По логике фильма женская похоть становится причиной всех неблаговидных поступков мужчин, носивших мундир после войны. Показательны уже первые минуты картины, когда руководитель художественной самодеятельности просит включить женщин в хор, исполняющий «Песню о Сталине», поскольку, как он говорит, «без них ничего не звучит». На репетициях этого смешанного хора завязываются все любовные интриги фильма. Сама «Песня о Сталине», звучащая в начале и в конце, служит своеобразной рамой и подчеркивает, что речь в картине идет «о нашей русской земле», о советской стране, которой «краше нет». Название фильма словно напоминает о повторяемости определенных идеологем. Если понимать Вечную Женственность как вечное предательство, тогда можно снять бремя вины с плеч таких героев, как сержант Серебряный, и навесить ее на женщин, таких, как стерва Крюкова.
В результате «Анкор, еще анкор!» создает почти светлый образ советских военных сталинских времен. Такими многострадальными солдатами, как сержант или его героический полковник, можно гордиться или им, по крайней мере, можно сочувствовать. Самые существенные и отличительные признаки, по которым в работе П. Тодоровского определяются национальный героизм и национальное зло, — это признаки половые.
«Прорва» Ивана Дыховичного почти во всех отношениях отличается от снятого в том же году фильма Тодоровского-старшего. Критик и режиссер Олег Ковалов даже назвал «Прорву» лучшим фильмом о сталинизме. Но, как мне кажется, природа зла сталинской эпохи все равно трактуется в нем как феномен, связанный скорее с женской, чем с общечеловеческой натурой. Героини Дыховичного сочетают в себе одновременно вожделение и насилие. Эта женская «чреватость» особенно ярко проявляется в сценах, связанных со страшной женщиной-убийцей по фамилии Горбаневская. Второстепенный по ходу фильма персонаж, она тем не менее становится олицетворением ключевого для фильма слова «прорва». Синоним к этому слову ищет писатель для названия новой вещи, которая написана, как он говорит, о «самом главном, чего боятся все», но чего, как он утверждает, нет, «это просто ничто, но ничто, которое втягивает и уничтожает, пугает и калечит, как прорва».

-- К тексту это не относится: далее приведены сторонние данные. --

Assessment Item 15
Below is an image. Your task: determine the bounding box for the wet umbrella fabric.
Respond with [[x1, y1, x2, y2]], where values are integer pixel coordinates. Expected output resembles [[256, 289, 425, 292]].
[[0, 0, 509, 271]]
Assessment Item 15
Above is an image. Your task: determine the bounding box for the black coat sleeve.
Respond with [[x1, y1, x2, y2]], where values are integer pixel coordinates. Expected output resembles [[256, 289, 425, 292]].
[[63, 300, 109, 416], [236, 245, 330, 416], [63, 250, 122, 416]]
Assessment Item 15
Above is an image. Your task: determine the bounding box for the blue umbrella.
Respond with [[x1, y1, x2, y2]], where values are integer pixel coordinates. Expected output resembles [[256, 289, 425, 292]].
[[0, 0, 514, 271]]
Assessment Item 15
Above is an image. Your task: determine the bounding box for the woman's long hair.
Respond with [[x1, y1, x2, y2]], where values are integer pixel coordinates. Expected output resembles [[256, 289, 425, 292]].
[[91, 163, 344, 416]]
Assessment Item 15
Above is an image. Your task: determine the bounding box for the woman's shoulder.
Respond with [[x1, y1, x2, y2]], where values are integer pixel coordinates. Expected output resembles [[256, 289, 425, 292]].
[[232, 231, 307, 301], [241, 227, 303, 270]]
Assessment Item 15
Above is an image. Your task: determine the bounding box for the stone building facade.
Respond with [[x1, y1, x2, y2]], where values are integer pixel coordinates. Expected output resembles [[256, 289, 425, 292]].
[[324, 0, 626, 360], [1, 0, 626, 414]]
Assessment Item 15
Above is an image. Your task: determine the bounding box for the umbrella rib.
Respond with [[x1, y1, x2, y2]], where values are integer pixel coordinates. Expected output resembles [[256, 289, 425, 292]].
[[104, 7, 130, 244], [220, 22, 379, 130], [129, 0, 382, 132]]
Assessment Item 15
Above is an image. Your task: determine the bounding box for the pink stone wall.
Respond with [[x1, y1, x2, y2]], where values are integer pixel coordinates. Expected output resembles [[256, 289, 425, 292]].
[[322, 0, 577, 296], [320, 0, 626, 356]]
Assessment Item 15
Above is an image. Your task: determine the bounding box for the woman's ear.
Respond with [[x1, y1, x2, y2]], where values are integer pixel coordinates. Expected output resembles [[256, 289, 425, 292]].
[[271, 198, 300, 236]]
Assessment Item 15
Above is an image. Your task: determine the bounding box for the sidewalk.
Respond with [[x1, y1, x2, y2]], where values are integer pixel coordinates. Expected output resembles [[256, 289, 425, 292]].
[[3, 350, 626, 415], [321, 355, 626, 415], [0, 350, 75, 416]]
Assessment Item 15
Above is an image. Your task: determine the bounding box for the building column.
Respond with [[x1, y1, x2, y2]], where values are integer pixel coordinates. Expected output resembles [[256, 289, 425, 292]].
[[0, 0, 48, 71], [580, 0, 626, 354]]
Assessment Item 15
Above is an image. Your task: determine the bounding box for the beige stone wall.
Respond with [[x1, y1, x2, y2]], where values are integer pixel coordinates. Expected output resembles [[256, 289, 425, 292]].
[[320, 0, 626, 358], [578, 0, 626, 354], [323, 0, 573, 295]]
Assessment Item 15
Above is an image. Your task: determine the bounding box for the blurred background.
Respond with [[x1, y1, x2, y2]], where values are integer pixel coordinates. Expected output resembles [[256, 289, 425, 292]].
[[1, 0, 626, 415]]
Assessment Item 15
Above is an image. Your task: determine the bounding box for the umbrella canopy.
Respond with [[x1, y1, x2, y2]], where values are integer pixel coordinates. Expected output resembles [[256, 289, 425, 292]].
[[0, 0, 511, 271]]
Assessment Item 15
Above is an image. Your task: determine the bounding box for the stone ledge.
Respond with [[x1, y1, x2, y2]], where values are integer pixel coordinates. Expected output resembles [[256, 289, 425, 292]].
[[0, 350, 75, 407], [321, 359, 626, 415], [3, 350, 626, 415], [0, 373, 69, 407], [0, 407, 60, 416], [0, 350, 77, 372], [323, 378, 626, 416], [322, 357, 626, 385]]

Воплощением всего, что «втягивает и уничтожает» в этом фильме являются, на мой взгляд, женщины. Не случайно разговор о значении загадочного и, как замечает писатель, непереводимого слова «прорва» следует после сцены ночного свидания адвоката с женщиной-убийцей, которая «заманила, убила и расчленила четверых, а может быть, и шестерых мужчин, предварительно их ограбив».
Причиной удивительной и смертоносной заманчивости Горбаневской является не какая-то редкостная красота, но то, что она «видимо, олицетворяет собой специфический вид вожделения — советское вожделение». Именно этот специфический, советский вид вожделения и становится той «прорвой», в которой гибнут все герои и не-герои картины. Прирожденная женственность этой «все втягивающей и уничтожающей» силы подчеркивается беременностью Горбаневской. Она специально, по совету своего адвоката, беременеет «чудесным образом» в тюрьме, чтобы ее помиловали. Услышав о хитрой уловке адвоката, его друзья шутят, что, пожалуй, и они кого-нибудь зарежут, а потом попросят его о защите. Но, как они сразу замечают: «Нам-то не забеременеть».
Характерно, что самый разгромный донос в «Прорве» — это обвинительная речь другой, тоже беременной женщины на общественном суде над юным писателем. Он является как раз самым невинным и светлым героем фильма — отчасти, наверное, потому, что «никогда не пристает к красивым женщинам, он от них радуется». Писатель, словно святой, не поддается искушению «советского», то есть женского вожделения.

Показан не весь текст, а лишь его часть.